Mikaela chegara a Portugal no final da Segunda Guerra Mundial, integrada num dos primeiros grupos de crianças a quem a Caritas se propusera encontrar uma família de acolhimento, enquanto os pais tentavam reorganizar as suas vidas nos seus países devastados pela guerra. Desejava- se para aquelas pobres crianças tão traumatizadas, um tempo de recuperação física e psicológica e calor humano, nos braços de novas famílias…
Naquela tarde chuvosa, à chegada à estação de Sta Apolónia, quando o casal Silva se apresentou, conforme previsto e acordado, aos responsáveis da Caritas, para levar aquela menina franzina e triste para sua casa, Mikaela não conseguiu esboçar um sorriso sequer, apesar dos esforços e simpatia do casal…

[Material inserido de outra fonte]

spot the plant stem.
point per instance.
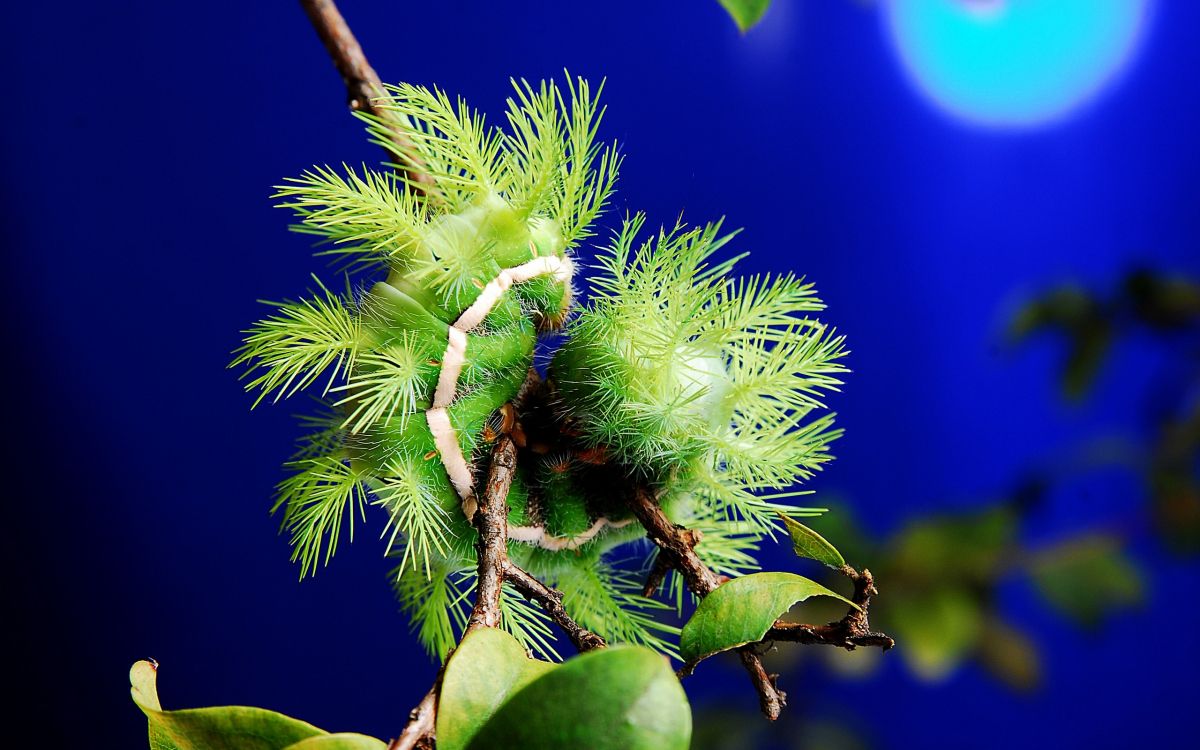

Com uma pequena maleta a tiracolo, deu- lhes a mãozita gelada e partiu com eles, de olhar vazio e inexpressivo.
Durante um mês houve um bloqueio completo. Pouco ou nada comia e por mais que a acarinhassem, a barreira da língua era uma realidade e Micaela permanecia muda, apática e desinteressada de tudo, quase como um autómato. O casal Silva, deveras preocupado, procurou então uma professora de língua alemã para a acompanhar em casa e ao mesmo tempo quiseram aprender algumas frases simples…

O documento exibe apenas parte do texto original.